Она остановилась на веранде, не в силах оторвать взор от гортензий, разросшихся выше перил и напоминающих громадный розовый снежный сугроб. Бледно-розовые шток-розы оплели стену гаража, поникшие вместе с увядающей золотой осенью. Она опустилась на старый подвесной диван-качели, стоящий здесь с незапамятных времен. С тех пор, как умерла мама, она дважды обивала его материей, совсем недавно – мебельным ситцем с рисунком столистной розы. Делают ли сейчас такие диваны? Нет, наверное. Куда исчезли добрые старые вещи, такие, как автомобили, в которых чувствуешь себя, как в танке «шерман», и кухонные плиты, управляясь с которыми не надо было быть инженером? Интересно, остальные скучают по вещам так же, как и она? Или это симптом наступающих лет, когда воспоминания становятся важнее реальности?

– Сейчас не самое подходящее время для поездки: праздники и все остальное, – сказала она. – Здесь так много необходимо переделать.

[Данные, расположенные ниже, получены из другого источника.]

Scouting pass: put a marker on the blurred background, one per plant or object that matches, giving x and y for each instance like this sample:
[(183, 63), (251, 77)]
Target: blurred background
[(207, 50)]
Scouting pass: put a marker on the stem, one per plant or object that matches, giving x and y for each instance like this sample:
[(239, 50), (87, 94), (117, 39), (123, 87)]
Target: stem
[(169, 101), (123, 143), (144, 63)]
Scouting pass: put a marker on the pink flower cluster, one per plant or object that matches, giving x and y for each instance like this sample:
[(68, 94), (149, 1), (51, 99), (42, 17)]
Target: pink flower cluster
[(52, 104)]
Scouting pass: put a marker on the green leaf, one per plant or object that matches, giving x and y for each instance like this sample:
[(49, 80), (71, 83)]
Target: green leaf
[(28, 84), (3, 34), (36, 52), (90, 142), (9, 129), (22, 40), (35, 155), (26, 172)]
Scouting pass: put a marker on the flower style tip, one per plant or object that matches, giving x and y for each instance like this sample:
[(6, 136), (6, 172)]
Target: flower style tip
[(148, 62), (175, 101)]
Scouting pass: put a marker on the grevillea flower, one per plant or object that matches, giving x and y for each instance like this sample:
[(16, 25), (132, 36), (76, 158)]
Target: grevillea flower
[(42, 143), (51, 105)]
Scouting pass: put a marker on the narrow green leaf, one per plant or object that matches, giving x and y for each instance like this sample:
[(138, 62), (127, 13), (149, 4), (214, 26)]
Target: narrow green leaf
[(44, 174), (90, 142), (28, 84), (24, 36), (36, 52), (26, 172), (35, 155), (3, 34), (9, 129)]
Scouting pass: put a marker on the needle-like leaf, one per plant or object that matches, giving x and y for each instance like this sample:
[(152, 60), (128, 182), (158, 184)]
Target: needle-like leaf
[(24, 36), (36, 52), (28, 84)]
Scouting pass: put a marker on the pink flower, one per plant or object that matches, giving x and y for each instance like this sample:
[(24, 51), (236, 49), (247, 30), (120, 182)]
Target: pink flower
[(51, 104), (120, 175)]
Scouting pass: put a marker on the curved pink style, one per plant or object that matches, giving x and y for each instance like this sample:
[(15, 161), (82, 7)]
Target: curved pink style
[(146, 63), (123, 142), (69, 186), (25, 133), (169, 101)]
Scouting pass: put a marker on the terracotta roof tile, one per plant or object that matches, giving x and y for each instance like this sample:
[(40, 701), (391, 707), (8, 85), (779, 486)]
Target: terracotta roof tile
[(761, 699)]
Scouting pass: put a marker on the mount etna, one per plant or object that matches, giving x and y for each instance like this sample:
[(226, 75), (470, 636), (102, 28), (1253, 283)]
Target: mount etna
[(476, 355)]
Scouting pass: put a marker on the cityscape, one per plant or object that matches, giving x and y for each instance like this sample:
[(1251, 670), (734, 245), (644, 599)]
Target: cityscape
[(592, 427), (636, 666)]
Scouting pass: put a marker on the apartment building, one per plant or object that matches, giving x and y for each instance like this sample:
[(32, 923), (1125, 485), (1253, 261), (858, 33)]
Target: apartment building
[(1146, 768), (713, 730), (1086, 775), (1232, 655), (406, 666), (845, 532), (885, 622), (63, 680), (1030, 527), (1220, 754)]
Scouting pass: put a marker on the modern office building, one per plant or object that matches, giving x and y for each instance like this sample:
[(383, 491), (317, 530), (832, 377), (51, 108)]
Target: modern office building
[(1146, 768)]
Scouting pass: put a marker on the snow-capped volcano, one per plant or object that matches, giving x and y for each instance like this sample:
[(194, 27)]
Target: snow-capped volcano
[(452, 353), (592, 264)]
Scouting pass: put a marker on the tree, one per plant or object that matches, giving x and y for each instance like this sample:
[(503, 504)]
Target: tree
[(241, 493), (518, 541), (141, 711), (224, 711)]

Организация благотворительного ужина для Хилдей… И в Мейконе я встречаюсь с Лигой женщин-избирательниц США, чтобы помочь им собрать деньги для библиотеки. Не говоря уже о приеме у Сисси в предстоящую субботу, – она внутренне содрогнулась от своего малодушия, что не приглашает Гейба, – которая, надо признаться, совершенно отбилась от рук. О, Господи, как же она готовится к этому событию, можно подумать, что это золотая годовщина свадьбы королевы Елизаветы и герцога Эдинбургского.